1D or 2D Scanning

The number of active channels in the array depends on many things. Let’s start by first understanding the azimuth and elevation scanning requirements and whether two-dimensional beamforming is required for a typical FWA deployment or if a lower complexity, one-dimensional (azimuth only) beamforming array is sufficient. This decision impacts the power amplifier (PA). Figure 8 shows two FWA deployment scenarios. In the suburban deployment, the tower heights range from 15 to 25 m and the cell radius is 500 to 1000 m, with an average house height of 10 m. Just as with traditional macro cellular systems, there is no need for fully adaptive elevation scanning. The elevation beam can be focused down by corporately feeding several passive antenna elements, as shown in Figure 9a. This vertically stacked column of radiating elements is designed to minimize radiation above the houses and fill in any nulls along the ground. Further, the gain pattern is designed to increase at relatively the same rate as the path loss. This provides more uniform coverage for both near and far users. The nominal half-power beamwidth can be approximated as 102°/N_ANT and the array gain by 10log₁₀(N_ANT) + 5 dBi. With passively combined antennas, the elevation beam pattern is focused and the fixed antenna gain increases, as shown in Table 2. For the suburban FWA deployment, a 13 to 26 degree beamwidth is sufficient, with the passively combined column array from four to eight elements. In the urban scenario, however, the elevation scanning requirements are greater, and systems will be limited to one or two passive elements.

Figure 9b illustrates the per-element active array. Both the per-element and column-fed array architectures have the same antenna gain, but the column-fed array has a fixed elevation beam pattern. The per-element array supports wider scan angles but needs 4x as many PAs, phase shifters and variable gain components for an antenna with four elements. To achieve the same EIRP, the PA driving a column-fed array with four antennas will need to provide at least 4x the output power, which can easily change the semiconductor selection. It is reasonable to assume a suburban BTS will use antennas with 6 to 9 dB higher passive antenna gain compared to an urban deployment. As a result, the phased array needs far fewer active channels to achieve the same EIRP, significantly reducing active component count and integration complexity.

Array Front-End Density

Early mmWave FWA BTS designs used separate, single-polarization transmit and receive antenna arrays, which allowed significantly more board area for components. These designs avoided the additional insertion loss and linearity challenges of a T/R switch. However, a major architecture trend is integrated T/R, dual-polarization arrays (see Figure 10), which is driving RFFE density. The key reason is spatial correlation. Adaptive beamforming performance depends on the ability to calibrate the receive and transmit arrays relative to one another. As such, it is important to integrate the transmit and receive channels for both polarizations, so the array shares a common set of antenna elements and RF paths. The net result is a requirement for the RFFE to have 4x the circuit density of earlier systems.

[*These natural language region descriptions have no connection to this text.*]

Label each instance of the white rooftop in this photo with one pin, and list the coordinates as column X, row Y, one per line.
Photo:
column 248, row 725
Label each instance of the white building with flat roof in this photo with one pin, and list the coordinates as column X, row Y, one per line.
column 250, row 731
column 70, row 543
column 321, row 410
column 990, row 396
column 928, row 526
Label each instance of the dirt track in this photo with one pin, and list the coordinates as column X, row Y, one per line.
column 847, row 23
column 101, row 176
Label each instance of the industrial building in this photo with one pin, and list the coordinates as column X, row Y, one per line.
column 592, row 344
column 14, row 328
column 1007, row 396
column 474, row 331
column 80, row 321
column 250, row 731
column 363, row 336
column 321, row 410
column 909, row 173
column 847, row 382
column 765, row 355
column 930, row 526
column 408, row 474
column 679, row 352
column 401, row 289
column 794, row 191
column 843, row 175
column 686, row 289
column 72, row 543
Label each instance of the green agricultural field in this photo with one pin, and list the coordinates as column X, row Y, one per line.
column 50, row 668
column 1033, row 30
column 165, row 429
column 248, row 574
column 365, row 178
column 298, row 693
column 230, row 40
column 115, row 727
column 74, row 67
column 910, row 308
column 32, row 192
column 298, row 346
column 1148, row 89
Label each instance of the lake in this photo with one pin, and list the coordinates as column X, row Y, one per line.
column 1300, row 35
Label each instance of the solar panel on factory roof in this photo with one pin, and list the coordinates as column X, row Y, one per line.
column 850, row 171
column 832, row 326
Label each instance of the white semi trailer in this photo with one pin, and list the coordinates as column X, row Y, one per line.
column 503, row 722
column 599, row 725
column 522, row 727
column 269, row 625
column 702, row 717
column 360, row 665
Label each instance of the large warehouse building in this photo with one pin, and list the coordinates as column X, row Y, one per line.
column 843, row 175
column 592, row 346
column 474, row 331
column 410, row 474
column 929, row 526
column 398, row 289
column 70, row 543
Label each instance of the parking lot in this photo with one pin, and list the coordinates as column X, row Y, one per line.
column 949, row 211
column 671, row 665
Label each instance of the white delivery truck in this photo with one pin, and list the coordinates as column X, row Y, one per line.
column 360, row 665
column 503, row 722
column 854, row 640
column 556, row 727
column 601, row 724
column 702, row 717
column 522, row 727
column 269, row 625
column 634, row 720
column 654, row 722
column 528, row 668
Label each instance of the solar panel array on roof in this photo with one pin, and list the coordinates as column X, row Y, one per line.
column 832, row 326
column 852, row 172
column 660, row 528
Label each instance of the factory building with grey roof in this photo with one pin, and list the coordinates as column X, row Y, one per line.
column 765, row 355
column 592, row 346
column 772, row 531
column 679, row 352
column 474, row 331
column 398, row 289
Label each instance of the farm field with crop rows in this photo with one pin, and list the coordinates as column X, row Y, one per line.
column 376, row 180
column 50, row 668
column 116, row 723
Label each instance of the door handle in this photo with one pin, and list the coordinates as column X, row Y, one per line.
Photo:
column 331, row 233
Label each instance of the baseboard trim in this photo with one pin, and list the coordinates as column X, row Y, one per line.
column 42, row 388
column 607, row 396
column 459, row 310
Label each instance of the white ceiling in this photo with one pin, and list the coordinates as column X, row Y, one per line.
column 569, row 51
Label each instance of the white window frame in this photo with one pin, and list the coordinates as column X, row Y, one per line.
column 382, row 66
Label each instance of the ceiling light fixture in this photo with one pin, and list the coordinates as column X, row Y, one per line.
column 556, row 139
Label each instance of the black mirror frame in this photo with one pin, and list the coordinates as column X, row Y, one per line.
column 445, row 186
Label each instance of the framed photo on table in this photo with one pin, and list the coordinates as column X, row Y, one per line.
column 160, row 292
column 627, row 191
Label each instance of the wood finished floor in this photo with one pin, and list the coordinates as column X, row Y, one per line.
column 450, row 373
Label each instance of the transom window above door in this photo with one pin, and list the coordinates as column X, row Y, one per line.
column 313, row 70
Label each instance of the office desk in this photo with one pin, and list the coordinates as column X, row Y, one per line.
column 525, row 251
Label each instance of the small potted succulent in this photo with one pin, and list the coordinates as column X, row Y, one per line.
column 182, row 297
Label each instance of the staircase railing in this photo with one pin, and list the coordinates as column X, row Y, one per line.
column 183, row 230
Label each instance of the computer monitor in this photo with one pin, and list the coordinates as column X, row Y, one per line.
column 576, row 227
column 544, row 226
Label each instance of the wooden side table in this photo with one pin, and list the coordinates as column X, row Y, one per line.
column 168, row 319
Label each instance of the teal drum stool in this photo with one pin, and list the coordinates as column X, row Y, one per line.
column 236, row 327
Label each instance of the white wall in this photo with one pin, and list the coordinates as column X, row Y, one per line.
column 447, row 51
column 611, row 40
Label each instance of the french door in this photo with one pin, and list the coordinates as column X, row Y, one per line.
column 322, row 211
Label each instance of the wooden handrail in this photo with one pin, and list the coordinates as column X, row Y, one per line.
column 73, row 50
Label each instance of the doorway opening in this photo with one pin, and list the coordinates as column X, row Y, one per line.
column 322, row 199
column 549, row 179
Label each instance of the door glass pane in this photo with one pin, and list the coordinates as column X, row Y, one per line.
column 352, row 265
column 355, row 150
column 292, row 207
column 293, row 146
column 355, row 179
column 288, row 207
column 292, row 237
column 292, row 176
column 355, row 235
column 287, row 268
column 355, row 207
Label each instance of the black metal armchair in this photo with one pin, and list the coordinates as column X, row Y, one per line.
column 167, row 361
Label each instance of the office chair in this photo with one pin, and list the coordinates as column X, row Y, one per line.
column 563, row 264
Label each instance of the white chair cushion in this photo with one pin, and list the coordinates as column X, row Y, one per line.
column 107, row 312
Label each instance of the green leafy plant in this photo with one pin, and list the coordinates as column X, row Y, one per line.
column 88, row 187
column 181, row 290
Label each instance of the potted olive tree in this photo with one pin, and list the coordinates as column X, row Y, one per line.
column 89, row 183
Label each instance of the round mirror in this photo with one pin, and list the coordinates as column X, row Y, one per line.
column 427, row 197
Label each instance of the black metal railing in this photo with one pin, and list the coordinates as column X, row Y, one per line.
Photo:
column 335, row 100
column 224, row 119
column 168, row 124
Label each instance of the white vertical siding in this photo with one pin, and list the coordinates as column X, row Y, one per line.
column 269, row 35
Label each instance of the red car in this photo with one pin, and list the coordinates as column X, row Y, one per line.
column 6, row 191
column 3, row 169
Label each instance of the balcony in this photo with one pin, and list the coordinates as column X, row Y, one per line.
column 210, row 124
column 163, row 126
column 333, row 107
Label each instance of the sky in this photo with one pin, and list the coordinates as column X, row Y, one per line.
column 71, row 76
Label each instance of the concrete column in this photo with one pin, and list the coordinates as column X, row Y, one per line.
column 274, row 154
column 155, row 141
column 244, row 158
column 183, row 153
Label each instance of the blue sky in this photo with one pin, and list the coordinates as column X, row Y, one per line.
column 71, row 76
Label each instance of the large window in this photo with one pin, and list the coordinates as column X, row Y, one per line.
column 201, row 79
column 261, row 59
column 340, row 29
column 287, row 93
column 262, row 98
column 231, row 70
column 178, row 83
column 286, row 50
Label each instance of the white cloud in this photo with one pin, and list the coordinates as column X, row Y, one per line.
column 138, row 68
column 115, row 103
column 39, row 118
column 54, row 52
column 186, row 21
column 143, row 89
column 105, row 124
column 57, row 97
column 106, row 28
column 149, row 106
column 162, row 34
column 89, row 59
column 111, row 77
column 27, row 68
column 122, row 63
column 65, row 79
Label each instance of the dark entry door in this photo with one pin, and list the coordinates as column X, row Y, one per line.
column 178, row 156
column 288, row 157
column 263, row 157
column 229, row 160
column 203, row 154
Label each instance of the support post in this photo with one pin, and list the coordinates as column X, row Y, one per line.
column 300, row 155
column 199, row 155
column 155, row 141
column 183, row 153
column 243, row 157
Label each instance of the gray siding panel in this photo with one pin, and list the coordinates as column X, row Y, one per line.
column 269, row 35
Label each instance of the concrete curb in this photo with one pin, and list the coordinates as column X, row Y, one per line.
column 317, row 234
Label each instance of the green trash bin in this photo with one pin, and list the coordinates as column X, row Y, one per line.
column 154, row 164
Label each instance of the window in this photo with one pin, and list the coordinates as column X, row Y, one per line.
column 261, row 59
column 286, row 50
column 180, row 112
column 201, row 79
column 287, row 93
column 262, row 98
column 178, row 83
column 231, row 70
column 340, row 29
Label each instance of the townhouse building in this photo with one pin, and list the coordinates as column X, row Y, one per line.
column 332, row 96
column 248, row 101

At mmWave frequencies, the lattice spacing between phased-array elements becomes small, e.g., 3.75 mm at 39 GHz. To minimize feed loss, it is important to locate the front-end components close to the radiating elements. Therefore, it is necessary to shrink the RFFE footprint and integrate multiple functions, either monolithically on the die or within the package, using a multi-chip module. Tiling all these functions in a small area requires either very small PAs, requiring a many-fold increase in array size, or using high-power density technologies like GaN. Further, it is critical to use a semiconductor technology that can withstand high junction temperatures. The reliability of SiGe degrades rapidly above 150°C, but GaN on SiC is rated to 225°C. This 75°C advantage in junction temperature has a large impact on the thermal design, especially for outdoor, passively-cooled phased arrays.

ALL-DIGITAL VS. HYBRID ARRAYS

It was natural for BTS vendors to first explore extending the current, sub-6 GHz, all-digital beamforming, massive MIMO platforms to mmWave. This preserves the basic architecture and the advanced signal processing algorithms for beamformed spatial multiplexing. However, due to the dramatic increase in channel bandwidths offered by mmWave and the need for many active channels, there is a valid concern that the power dissipation and cost of such a system would be prohibitive. Therefore, vendors are exploring hybrid beamformed architectures,⁵ which allows flexibility between the number of baseband channels and the number of active RF channels. This approach better balances analog beamforming gain and baseband processing. The following sections analyze the two architectures and discuss the RFFE approaches needed for each.